# Aale lebend hältern



## Elfredo82 (23. April 2009)

Hallo Boardies, 

ich habe mir vorhin die DVD zum aktuellen Blinker angesehen, 
da geht es um das Thema Aalfang.
O.k wie dem auch sei, der Angler der im Video seine Methoden vorstellt, hältert die Aale nach dem Fang lebend in einer Art Köderfischeimer.
Gut möglich das dies in seinem Bundesland (im Norden) erlaubt ist, was ich ja nicht genau sagen kann, aber es kommt noch besser, die Aale die den Haken zutief geschluckt habe schneidet er sammt Hacken ab, und hältert diese ebenfalls lebend.

Ist das in Ordnung so???

kann ich mir echt nicht vorstellen.

Gruß vom Fred


----------



## heldenburg (23. April 2009)

*AW: Aale lebend hältern*

Also erstmal würde ich sagen ist das Hältern von Aalen nicht schlimm, da sie ja verglichen mit anderen Fischen eine extreme Schleimschicht habe 
und sie sich deswegen wohl kaum beim hältern in einem Eimer verletzen würden. 

Auch müssten sie den niedrigen Sauerstoff Gehalt gut aushalten, da Aale ja auch bekanntlich in feuchten Nächten kurze Strecken an Land zurücklegen können.

Das mit dem Abschneiden eines zu tief geschluckten Hakens ist bei Aalen die schonenste Methode da Aale den wieder "auswachsen" können.

Nur eins versteh ich net will er die Aale wieder reinsetzen oder wozu hältert er sie?


----------



## Elfredo82 (23. April 2009)

*AW: Aale lebend hältern*

Ich kann es nicht zu 100% sagen , es machte mir aber den Anschein das er diese auch verwerten wollte.
Vielleicht wollte er sie damit länger frisch halten ;+

Gruß vom Fred


----------



## Patrick_87 (23. April 2009)

*AW: Aale lebend hältern*

nach 2 - 3 tagen ist glaub ein geschluckter haken beim aal wieder draussen!


----------



## Elfredo82 (23. April 2009)

*AW: Aale lebend hältern*

Das mit dem Hacken ist ja echt krass, wußte ich bis Dato nicht.

Ich kann mir halt nur nicht vorstellen das es erlaubt ist den noch lebenden Fisch mit einem *geschluckten Hacken* zu hältern. 

Gruß Fred


----------



## Bushmaster3k (23. April 2009)

*AW: Aale lebend hältern*

wie soll denn der geschluckte haken in 2-3 tagen wieder draussen sein ???


----------



## K@rpfen@ngler (23. April 2009)

*AW: Aale lebend hältern*

du kannst jeden raubfisch hältern weil raubfische den haken rausschleudern und wenn du aale hälterst nimm kein wasser sondern fuechtes gras. weil aale orinieren und dann an ihrer eigenen p***e zu grunde gehn deshalb nases grass.


----------



## Bushmaster3k (23. April 2009)

*AW: Aale lebend hältern*

wie lange kannste die denn dann auf nassem gras hältern ???(klingt echt n bissel komisch)


----------



## tenchhunter (23. April 2009)

*AW: Aale lebend hältern*

Also der Tipp vom K@rpfen@ngler ist echt'n bissl strange........................dann lieber gleich töten indem man die wirbelsäule kurz hinterm Kopf mit nem messer o.

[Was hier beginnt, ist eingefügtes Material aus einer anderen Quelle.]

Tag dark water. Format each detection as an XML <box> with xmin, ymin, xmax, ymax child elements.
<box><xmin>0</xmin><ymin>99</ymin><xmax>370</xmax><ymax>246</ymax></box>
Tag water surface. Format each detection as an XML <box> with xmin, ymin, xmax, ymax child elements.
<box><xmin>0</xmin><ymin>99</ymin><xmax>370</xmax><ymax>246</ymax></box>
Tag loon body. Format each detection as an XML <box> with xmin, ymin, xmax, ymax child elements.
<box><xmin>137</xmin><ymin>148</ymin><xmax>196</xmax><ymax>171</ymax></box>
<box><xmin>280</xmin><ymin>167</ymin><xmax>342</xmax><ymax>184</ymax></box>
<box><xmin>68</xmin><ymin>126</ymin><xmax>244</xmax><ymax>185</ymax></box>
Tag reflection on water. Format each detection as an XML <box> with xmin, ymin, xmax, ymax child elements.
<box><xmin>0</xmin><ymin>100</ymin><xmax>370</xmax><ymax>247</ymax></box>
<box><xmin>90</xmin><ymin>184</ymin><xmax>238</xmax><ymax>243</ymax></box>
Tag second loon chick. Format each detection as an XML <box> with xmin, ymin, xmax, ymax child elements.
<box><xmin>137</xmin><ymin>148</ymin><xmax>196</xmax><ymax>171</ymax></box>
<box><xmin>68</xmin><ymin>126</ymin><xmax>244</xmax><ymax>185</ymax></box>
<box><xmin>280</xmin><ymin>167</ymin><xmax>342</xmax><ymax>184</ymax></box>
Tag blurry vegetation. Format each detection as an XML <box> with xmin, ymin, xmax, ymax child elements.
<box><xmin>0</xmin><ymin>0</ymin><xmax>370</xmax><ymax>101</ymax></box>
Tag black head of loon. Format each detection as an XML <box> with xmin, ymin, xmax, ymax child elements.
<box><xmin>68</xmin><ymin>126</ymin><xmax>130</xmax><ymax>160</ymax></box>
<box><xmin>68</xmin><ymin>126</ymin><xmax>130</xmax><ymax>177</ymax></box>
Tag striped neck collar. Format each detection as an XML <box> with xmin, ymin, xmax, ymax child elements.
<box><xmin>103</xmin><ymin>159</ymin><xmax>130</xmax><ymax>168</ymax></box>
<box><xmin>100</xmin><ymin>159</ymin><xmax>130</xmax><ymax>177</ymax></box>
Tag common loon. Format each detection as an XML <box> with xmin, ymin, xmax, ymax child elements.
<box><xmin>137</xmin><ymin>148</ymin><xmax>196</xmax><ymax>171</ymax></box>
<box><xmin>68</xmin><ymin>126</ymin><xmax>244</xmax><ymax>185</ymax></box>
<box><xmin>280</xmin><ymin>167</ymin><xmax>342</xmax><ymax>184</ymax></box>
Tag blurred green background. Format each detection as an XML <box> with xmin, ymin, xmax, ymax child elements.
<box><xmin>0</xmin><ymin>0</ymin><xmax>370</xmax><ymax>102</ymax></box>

Aaltöter durchtrennt


----------



## Stachelritter86 (23. April 2009)

*AW: Aale lebend hältern*

Tiefgeschluckte-Haken rausschleudernde Raubfische? Aal schädigt sich selbst durch seine Ausscheidungen? Gras als Aalhältermöglichkeit? 

Ganz ehrlich... Das glaub ich erst, wenn du mir ne Quelle genannt hast @ K@rpfen@ngler....


----------



## gründler (23. April 2009)

*AW: Aale lebend hältern*

Aale würgen Haken nach paar stunden bis tagen aus,das ist schon seit Jahrhunderten bekannt.

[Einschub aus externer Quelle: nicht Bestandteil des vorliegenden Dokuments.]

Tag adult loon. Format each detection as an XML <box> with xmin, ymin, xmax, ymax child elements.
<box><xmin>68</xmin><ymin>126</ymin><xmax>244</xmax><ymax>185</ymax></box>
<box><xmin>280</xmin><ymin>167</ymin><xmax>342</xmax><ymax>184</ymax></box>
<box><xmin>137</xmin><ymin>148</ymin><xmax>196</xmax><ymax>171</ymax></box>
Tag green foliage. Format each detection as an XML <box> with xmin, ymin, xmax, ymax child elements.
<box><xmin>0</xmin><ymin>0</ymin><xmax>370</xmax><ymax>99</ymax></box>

Zum Hältern es gibt Schlammgewässer da muß man sie nach fang hältern unter frischen Wasser,da sie sonst ungenießbar sind.

lg


----------



## girgele (23. April 2009)

*AW: Aale lebend hältern*



tenchhunter schrieb:


> Also der Tipp vom K@rpfen@ngler ist echt'n bissl strange........................dann lieber gleich töten indem man die wirbelsäule kurz hinterm Kopf mit nem messer o. Aaltöter durchtrennt


 

genau so würd ich es auch sagen #6


----------



## The_Pitbull (23. April 2009)

*AW: Aale lebend hältern*

Hi hab schon mehrer Aale gehältert die ihre Haken wieder ausgespuckt haben also ist das nix neues.Und zum falls nicht haben die so eine starke Magensäure die den Haken Zersetzen.Gruß Pitti


----------



## TRANSformator (23. April 2009)

*AW: Aale lebend hältern*



K@rpfen@ngler schrieb:


> du kannst jeden raubfisch hältern weil raubfische den haken rausschleudern und wenn du aale hälterst nimm kein wasser sondern fuechtes gras. weil aale orinieren und dann an ihrer eigenen p***e zu grunde gehn deshalb nases grass.



Wie bitte? Soll das witzig sein oder ist das dein Ernst?

Um das mal klar zu stellen:

1. hat der Aal wie schon gesagt eine recht ausgeprägte Schleimschicht, die ihn gut schützt.
2. hat der Aal winzig kleine Schuppen, die durch die Schleimschcht gut geschützt sind, d.h. äußere Verletzungen treten nicht so schnell auf wie bei Weißfischen.
3. kann der Aal einen Teil seines Sauerstoffbedarfs über die Haut aufnehmen, so dass er länger als die meisten anderen Fische außerhalb des Wassers überleben kann. Aber nciht so lange, dass man ihn auf dem Gras hältern könnte......
4. Einen geschluckten Haken kann man beim Aal kaum entfernen, ohne ihn dabei noch schwerer zu verletzen. Ein Aal am Haken dreht sich sehr gern um sich selbst, was dabei mit dem Haken im Aal passiert, kann sich jeder vorstellen, deswegen würde ich einen geschluckten Haken auch immer kurz abschneiden. Der Aal packt das, wenn er anderweitig fit ist.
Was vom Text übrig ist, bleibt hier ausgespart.